Volume IV-2
ISPRS Ann. Photogramm. Remote Sens. Spatial Inf. Sci., IV-2, 255-262, 2018
https://doi.org/10.5194/isprs-annals-IV-2-255-2018
© Author(s) 2018. This work is distributed under
the Creative Commons Attribution 4.0 License.
ISPRS Ann. Photogramm. Remote Sens. Spatial Inf. Sci., IV-2, 255-262, 2018
https://doi.org/10.5194/isprs-annals-IV-2-255-2018
© Author(s) 2018. This work is distributed under
the Creative Commons Attribution 4.0 License.

  28 May 2018

28 May 2018

VEGETATION REMOVAL FROM UAV DERIVED DSMS, USING COMBINATION OF RGB AND NIR IMAGERY

D. Skarlatos and M. Vlachos D. Skarlatos and M. Vlachos
  • Cyprus University of Technology, Dep. of Civil Engineering and Geomatics, P.O.Box 50329, Limassol 3603, Cyprus

Keywords: DSM, DTM, near infrared, vegetation removal

Abstract. Current advancements on photogrammetric software along with affordability and wide spreading of Unmanned Aerial Vehicles (UAV), allow for rapid, timely and accurate 3D modelling and mapping of small to medium sized areas. Although the importance and applications of large format aerial overlaps cameras and photographs in Digital Surface Model (DSM) production and LIDAR data is well documented in literature, this is not the case for UAV photography. Additionally, the main disadvantage of photogrammetry is the inability to map the dead ground (terrain), when we deal with areas that include vegetation. This paper assesses the use of near-infrared imagery captured by small UAV platforms to automatically remove vegetation from Digital Surface Models (DSMs) and obtain a Digital Terrain Model (DTM).

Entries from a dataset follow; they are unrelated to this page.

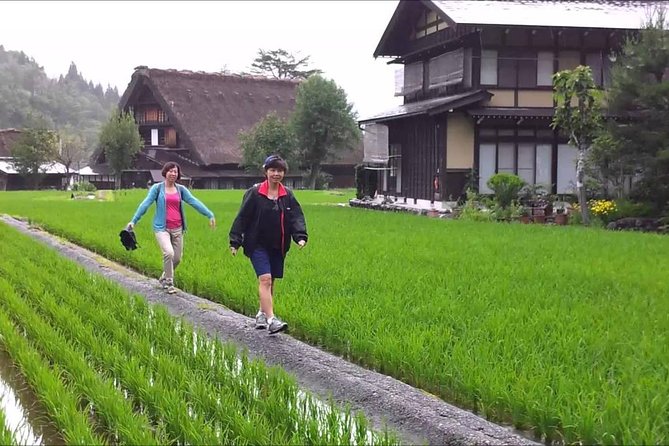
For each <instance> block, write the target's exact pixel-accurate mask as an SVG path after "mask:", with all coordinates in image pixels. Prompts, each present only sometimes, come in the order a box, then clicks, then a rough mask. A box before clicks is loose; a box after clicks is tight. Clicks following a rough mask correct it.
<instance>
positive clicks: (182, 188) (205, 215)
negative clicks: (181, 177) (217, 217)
mask: <svg viewBox="0 0 669 446" xmlns="http://www.w3.org/2000/svg"><path fill="white" fill-rule="evenodd" d="M179 189H181V198H182V199H183V200H184V201H185V202H186V203H188V204H190V205H191V206H193V208H195V210H197V211H198V212H199V213H200V214H202V215H204V216H205V217H208V218H209V219H212V218H214V213H213V212H211V211H210V210H209V208H208V207H207V206H205V205H204V203H202V202H201V201H200V200H198V199H197V198H195V197H194V196H193V194H192V193H191V192H190V191H189V190H188V188H187V187H185V186H180V187H179Z"/></svg>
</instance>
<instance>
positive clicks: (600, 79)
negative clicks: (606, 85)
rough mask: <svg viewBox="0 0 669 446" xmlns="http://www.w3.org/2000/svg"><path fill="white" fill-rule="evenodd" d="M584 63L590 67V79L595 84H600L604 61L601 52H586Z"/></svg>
mask: <svg viewBox="0 0 669 446" xmlns="http://www.w3.org/2000/svg"><path fill="white" fill-rule="evenodd" d="M585 64H586V65H587V66H589V67H590V69H592V79H593V80H594V81H595V84H596V85H598V86H600V87H601V86H602V85H603V83H604V61H603V60H602V53H588V54H586V55H585Z"/></svg>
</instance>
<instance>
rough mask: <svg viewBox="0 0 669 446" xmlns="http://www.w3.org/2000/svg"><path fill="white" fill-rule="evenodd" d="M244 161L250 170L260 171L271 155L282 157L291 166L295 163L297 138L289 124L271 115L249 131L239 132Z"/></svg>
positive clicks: (276, 116) (268, 114)
mask: <svg viewBox="0 0 669 446" xmlns="http://www.w3.org/2000/svg"><path fill="white" fill-rule="evenodd" d="M239 141H240V146H241V148H242V153H243V156H244V159H243V161H242V164H243V165H244V167H246V168H247V169H249V170H252V169H258V168H259V167H260V166H261V165H262V163H263V161H265V158H267V157H268V156H269V155H271V154H278V155H281V157H282V158H283V159H285V160H286V161H288V165H291V164H292V162H293V161H295V136H294V134H293V131H292V128H291V127H290V125H289V123H288V122H287V121H286V120H284V119H281V118H280V117H279V115H277V114H276V113H270V114H268V115H267V116H265V117H264V118H263V119H261V120H260V121H258V123H256V125H255V126H253V128H251V129H250V130H248V131H241V132H239Z"/></svg>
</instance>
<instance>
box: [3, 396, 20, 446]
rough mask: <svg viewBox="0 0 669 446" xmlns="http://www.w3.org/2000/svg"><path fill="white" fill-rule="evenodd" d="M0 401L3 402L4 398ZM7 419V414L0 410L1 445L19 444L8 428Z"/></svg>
mask: <svg viewBox="0 0 669 446" xmlns="http://www.w3.org/2000/svg"><path fill="white" fill-rule="evenodd" d="M0 401H2V397H0ZM5 418H6V417H5V412H4V411H3V410H2V408H0V444H8V445H9V444H11V445H14V444H17V443H16V440H15V439H14V434H13V433H12V432H11V431H10V430H9V429H8V428H7V423H6V421H5Z"/></svg>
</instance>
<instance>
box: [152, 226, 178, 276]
mask: <svg viewBox="0 0 669 446" xmlns="http://www.w3.org/2000/svg"><path fill="white" fill-rule="evenodd" d="M156 240H157V241H158V246H159V247H160V250H161V251H162V252H163V273H164V274H165V280H166V281H168V282H169V283H170V284H171V283H172V281H173V280H174V264H173V263H172V261H173V260H174V248H172V241H171V236H170V234H169V233H168V232H167V231H158V232H156Z"/></svg>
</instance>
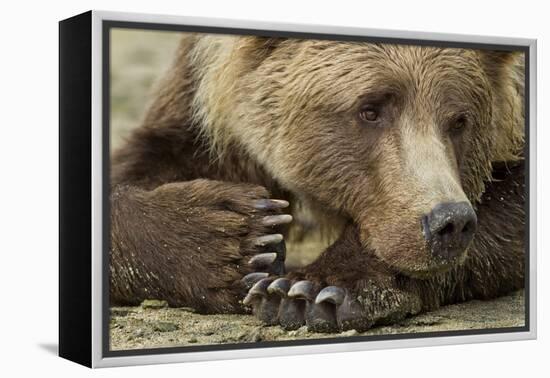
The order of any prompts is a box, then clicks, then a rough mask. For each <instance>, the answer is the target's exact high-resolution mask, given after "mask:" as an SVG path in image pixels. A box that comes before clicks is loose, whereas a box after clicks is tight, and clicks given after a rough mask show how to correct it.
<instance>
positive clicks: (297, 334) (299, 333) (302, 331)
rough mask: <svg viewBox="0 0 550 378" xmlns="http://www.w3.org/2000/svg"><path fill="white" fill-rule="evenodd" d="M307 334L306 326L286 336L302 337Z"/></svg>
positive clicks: (288, 334) (289, 332)
mask: <svg viewBox="0 0 550 378" xmlns="http://www.w3.org/2000/svg"><path fill="white" fill-rule="evenodd" d="M306 334H307V327H306V326H302V327H300V328H298V329H296V330H294V331H289V332H288V336H292V337H294V336H303V335H306Z"/></svg>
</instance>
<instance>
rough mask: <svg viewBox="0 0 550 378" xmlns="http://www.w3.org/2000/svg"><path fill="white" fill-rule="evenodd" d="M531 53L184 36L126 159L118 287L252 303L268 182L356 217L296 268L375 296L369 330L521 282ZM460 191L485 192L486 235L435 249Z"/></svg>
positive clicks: (483, 214) (132, 292) (351, 288)
mask: <svg viewBox="0 0 550 378" xmlns="http://www.w3.org/2000/svg"><path fill="white" fill-rule="evenodd" d="M521 58H522V57H521V56H517V55H515V54H512V53H499V52H480V51H474V50H460V49H442V48H431V47H415V46H402V45H378V44H367V43H341V42H333V41H310V40H307V41H306V40H304V41H302V40H292V39H266V38H259V37H231V36H214V35H213V36H198V35H189V36H186V37H185V38H184V39H183V41H182V44H181V46H180V49H179V52H178V55H177V57H176V59H175V62H174V64H173V66H172V68H171V70H170V71H169V72H168V74H167V76H166V78H165V79H164V81H162V82H161V83H160V87H159V92H158V94H157V96H156V98H155V101H154V102H153V103H152V105H151V107H150V109H149V111H148V112H147V114H146V116H145V118H144V121H143V125H142V126H141V127H140V128H139V129H137V130H136V131H135V133H134V134H133V135H132V136H131V138H130V139H129V141H128V143H127V144H126V146H124V147H123V148H122V149H121V150H120V151H118V152H117V153H116V154H115V155H114V156H113V165H112V180H111V181H112V195H111V220H112V232H111V237H112V247H111V284H110V292H111V301H112V302H115V303H126V304H135V303H138V302H139V301H141V300H143V299H145V298H151V297H157V298H163V299H166V300H168V302H169V303H170V304H171V305H174V306H191V307H195V308H197V309H198V310H199V311H201V312H205V313H207V312H240V311H243V307H242V305H241V304H240V300H241V299H242V296H243V294H244V288H243V286H242V284H241V283H240V281H239V280H240V278H241V277H242V276H243V275H245V274H247V273H250V272H252V270H251V268H250V267H249V266H248V265H247V264H246V262H247V261H248V260H249V259H250V257H251V256H253V255H255V254H256V253H258V248H257V247H256V246H255V245H254V244H253V243H252V242H251V241H252V240H253V239H254V238H255V237H257V236H260V235H264V234H268V233H273V230H272V229H271V228H270V227H267V226H264V225H262V224H261V222H259V219H260V217H262V216H264V215H266V214H269V213H270V212H269V211H260V210H257V209H255V208H254V207H253V206H252V203H253V201H254V200H255V199H259V198H268V197H271V198H279V199H286V200H288V201H289V202H290V203H291V205H292V206H291V211H292V209H293V206H294V205H295V204H296V203H300V204H302V206H307V207H308V208H309V209H310V210H311V211H312V212H314V213H315V214H318V215H319V217H321V218H322V219H321V220H320V221H321V222H323V223H324V224H325V225H328V226H329V227H330V226H331V225H336V224H338V225H340V224H347V225H348V226H347V227H346V228H345V230H344V232H343V233H342V235H341V236H340V238H339V239H338V240H337V241H336V242H335V243H334V244H333V245H332V246H331V247H329V249H328V250H326V251H325V252H324V253H323V254H322V255H321V257H320V258H319V259H318V260H317V261H316V262H314V263H313V264H311V265H310V266H307V267H305V268H303V269H301V270H299V271H297V272H293V273H291V275H290V277H291V278H307V279H309V280H312V281H314V282H316V283H317V284H318V285H320V286H321V287H322V286H323V285H339V286H342V287H345V288H346V289H348V290H350V291H353V292H360V293H362V294H361V295H368V297H369V300H368V303H370V305H369V306H370V307H369V308H368V309H366V310H365V314H366V315H365V320H364V321H365V324H363V325H359V327H360V328H365V327H366V326H370V325H372V324H374V323H377V322H384V321H391V320H392V319H395V318H396V317H399V316H404V315H406V314H409V313H416V312H418V311H420V310H421V309H429V308H434V307H437V306H438V305H440V304H443V303H451V302H456V301H461V300H466V299H471V298H490V297H494V296H498V295H501V294H503V293H505V292H507V291H510V290H513V289H517V288H520V287H522V286H523V275H524V265H523V261H524V251H523V232H524V187H523V164H522V158H521V155H522V148H523V62H521ZM365 101H366V102H370V103H376V104H378V103H382V104H383V105H381V106H383V108H381V109H382V110H381V114H382V115H383V117H382V118H381V121H380V123H378V124H377V125H376V127H370V126H369V125H364V124H363V123H362V121H361V120H359V119H358V117H357V113H358V109H360V108H361V106H362V105H361V104H363V103H365ZM457 114H464V115H465V116H463V117H466V120H465V121H464V122H465V123H466V127H464V130H461V131H460V133H458V132H457V133H456V134H451V131H449V130H450V129H452V125H451V126H449V124H451V123H452V122H453V120H455V119H456V118H457ZM495 178H497V179H498V180H495ZM451 200H453V201H454V200H465V201H469V202H470V203H472V205H473V206H474V207H475V208H476V212H477V217H478V220H479V226H478V232H477V234H476V237H475V239H474V242H473V243H472V245H471V246H470V248H469V250H468V253H467V256H466V255H463V256H461V257H460V258H459V259H456V260H455V261H447V262H441V261H435V260H434V259H433V258H432V257H431V256H430V255H429V253H428V252H427V248H426V245H425V241H424V240H423V237H422V233H421V231H420V227H419V225H420V223H419V219H420V217H421V216H422V215H423V214H425V213H426V212H428V211H429V210H430V209H431V208H432V207H433V206H434V204H436V203H439V202H442V201H451ZM283 231H285V230H283ZM366 289H368V290H366ZM381 290H382V291H383V292H385V293H388V292H391V293H393V294H392V295H389V296H388V295H382V294H380V293H381ZM365 293H367V294H365ZM405 297H406V298H407V300H404V299H403V298H405ZM380 298H383V300H382V299H380ZM388 298H389V299H388ZM391 298H395V299H394V300H392V299H391ZM382 309H383V310H382ZM369 314H370V315H369ZM375 314H376V315H375ZM396 314H397V315H396Z"/></svg>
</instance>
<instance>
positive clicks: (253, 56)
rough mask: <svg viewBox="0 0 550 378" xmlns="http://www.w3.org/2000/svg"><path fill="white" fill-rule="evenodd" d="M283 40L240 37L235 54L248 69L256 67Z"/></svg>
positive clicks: (269, 37) (262, 37)
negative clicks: (243, 62) (248, 68)
mask: <svg viewBox="0 0 550 378" xmlns="http://www.w3.org/2000/svg"><path fill="white" fill-rule="evenodd" d="M284 40H285V39H284V38H275V37H273V38H271V37H255V36H250V37H241V38H239V41H238V42H237V53H238V54H239V56H240V57H241V58H242V60H243V61H244V62H246V63H247V65H248V68H249V69H254V68H256V67H258V66H259V65H260V64H261V63H262V62H263V61H264V60H265V59H266V58H268V57H269V56H270V55H271V54H273V52H274V51H275V50H276V49H277V47H278V46H279V44H280V43H281V42H283V41H284Z"/></svg>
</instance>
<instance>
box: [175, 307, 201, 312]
mask: <svg viewBox="0 0 550 378" xmlns="http://www.w3.org/2000/svg"><path fill="white" fill-rule="evenodd" d="M178 309H179V310H180V311H183V312H192V313H195V312H197V310H195V309H194V308H193V307H178Z"/></svg>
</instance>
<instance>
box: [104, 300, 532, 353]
mask: <svg viewBox="0 0 550 378" xmlns="http://www.w3.org/2000/svg"><path fill="white" fill-rule="evenodd" d="M144 305H145V306H144V307H146V308H143V307H141V306H140V307H113V308H112V309H111V324H110V328H111V340H110V341H111V349H112V350H128V349H142V348H160V347H174V346H187V345H206V344H223V343H251V342H260V341H275V340H297V339H321V338H327V337H341V336H350V337H353V336H357V335H362V336H365V335H386V334H406V333H417V332H434V331H451V330H469V329H487V328H504V327H520V326H523V325H524V321H525V320H524V297H523V291H519V292H515V293H512V294H511V295H508V296H506V297H502V298H498V299H495V300H491V301H470V302H466V303H461V304H455V305H450V306H445V307H442V308H440V309H439V310H437V311H433V312H429V313H425V314H421V315H418V316H415V317H412V318H409V319H406V320H404V321H402V322H400V323H398V324H395V325H392V326H383V327H377V328H373V329H371V330H369V331H367V332H364V333H358V332H356V331H354V330H351V331H347V332H343V333H340V334H321V333H311V332H308V331H307V330H306V328H305V327H302V328H300V329H298V330H295V331H285V330H283V329H282V328H281V327H278V326H272V327H271V326H263V325H262V324H261V323H260V322H259V321H258V320H256V319H255V318H254V317H253V316H251V315H200V314H196V313H194V312H193V310H192V309H189V308H165V307H161V308H150V307H149V306H148V305H147V304H144ZM158 306H162V303H158V301H157V303H153V306H152V307H158Z"/></svg>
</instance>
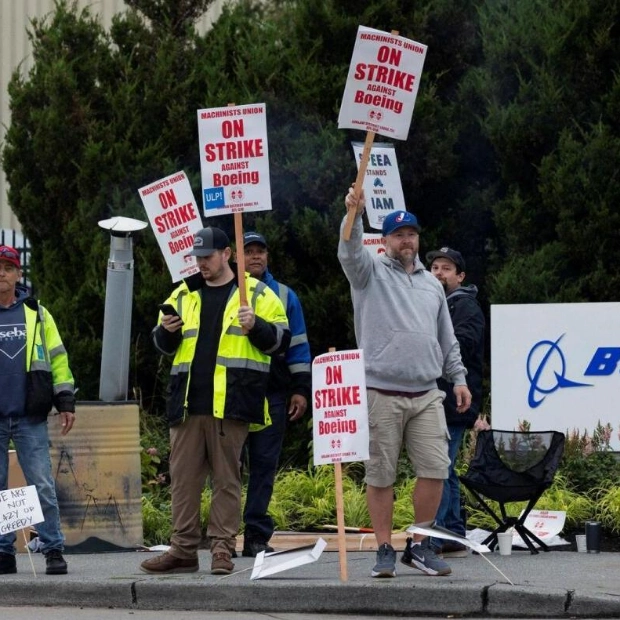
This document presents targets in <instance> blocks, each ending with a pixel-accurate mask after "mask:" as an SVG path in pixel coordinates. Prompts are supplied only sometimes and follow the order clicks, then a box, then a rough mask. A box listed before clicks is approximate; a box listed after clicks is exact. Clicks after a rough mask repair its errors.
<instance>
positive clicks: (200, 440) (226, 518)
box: [140, 226, 290, 575]
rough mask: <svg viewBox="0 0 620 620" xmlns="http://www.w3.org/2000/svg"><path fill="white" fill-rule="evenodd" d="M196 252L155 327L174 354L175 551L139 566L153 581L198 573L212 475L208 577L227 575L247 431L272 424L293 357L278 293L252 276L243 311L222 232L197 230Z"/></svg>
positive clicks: (283, 311) (237, 532)
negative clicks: (200, 521) (146, 573)
mask: <svg viewBox="0 0 620 620" xmlns="http://www.w3.org/2000/svg"><path fill="white" fill-rule="evenodd" d="M190 255H192V256H195V257H196V259H197V262H198V267H199V269H200V272H199V273H196V274H194V275H192V276H190V277H188V278H186V279H185V280H184V281H183V282H182V283H181V284H180V285H179V286H178V287H177V288H176V289H175V290H174V291H173V292H172V294H171V295H170V297H168V299H167V300H166V303H165V305H170V306H172V308H173V309H174V310H176V313H174V314H173V313H170V314H168V313H165V314H164V313H161V314H160V316H159V322H158V325H157V326H156V327H155V329H154V330H153V342H154V344H155V346H156V348H157V349H158V350H159V351H160V352H161V353H163V354H164V355H168V356H173V357H174V359H173V361H172V367H171V370H170V382H169V389H168V400H167V403H166V410H167V414H168V423H169V426H170V488H171V494H172V526H173V533H172V538H171V540H170V550H169V551H168V552H166V553H163V554H162V555H159V556H157V557H155V558H152V559H149V560H145V561H144V562H142V564H141V565H140V569H141V570H143V571H144V572H146V573H151V574H154V575H165V574H172V573H192V572H195V571H197V570H198V546H199V543H200V541H201V528H200V498H201V494H202V491H203V489H204V485H205V482H206V478H207V476H208V475H210V477H211V487H212V499H211V510H210V512H209V524H208V527H207V537H208V539H209V542H210V549H211V573H212V574H214V575H227V574H230V573H232V571H233V569H234V566H235V565H234V564H233V562H232V560H231V558H232V556H233V554H235V545H236V537H237V533H238V531H239V524H240V520H241V472H240V470H239V456H240V455H241V450H242V448H243V444H244V442H245V440H246V437H247V434H248V431H249V429H250V425H256V426H261V427H262V426H263V425H266V424H269V413H268V408H267V400H266V397H265V396H266V390H267V382H268V380H269V368H270V365H271V356H272V355H277V354H279V353H283V352H284V351H286V349H287V348H288V345H289V343H290V331H289V329H288V321H287V319H286V313H285V312H284V308H283V307H282V303H281V302H280V300H279V299H278V297H277V295H276V294H275V293H274V292H273V291H272V290H271V289H270V288H269V287H268V286H267V285H266V284H264V283H263V282H259V281H258V280H256V279H255V278H252V277H251V276H249V275H248V274H245V287H246V293H247V297H248V305H241V297H240V294H239V287H238V285H237V275H236V273H235V269H234V268H233V266H232V265H231V263H230V259H231V256H232V250H231V247H230V241H229V239H228V235H227V234H226V233H225V232H224V231H223V230H221V229H220V228H217V227H215V226H209V227H207V228H203V229H202V230H200V231H198V232H197V233H196V234H195V235H194V241H193V249H192V251H191V252H190ZM165 309H167V308H165Z"/></svg>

Two areas were tested, based on the availability of ground reference points, both under trees and among vegetation, as well as on terrain. In addition, RGB and near-infrared UAV photography was captured and processed using Structure from Motion (SfM) and Multi View Stereo (MVS) algorithms to generate DSMs and corresponding colour and NIR orthoimages with 0.2 m and 0.25 m as pixel size respectively for the two test sites. Moreover, orthophotos were used to eliminate the vegetation from the DSMs using NDVI index, thresholding and masking. Following that, different interpolation algorithms, according to the test sites, were applied to fill in the gaps and created DTMs. Finally, a statistic analysis was made using reference terrain points captured on field, both on dead ground and under vegetation to evaluate the accuracy of the whole process and assess the overall accuracy of the derived DTMs in contrast with the DSMs.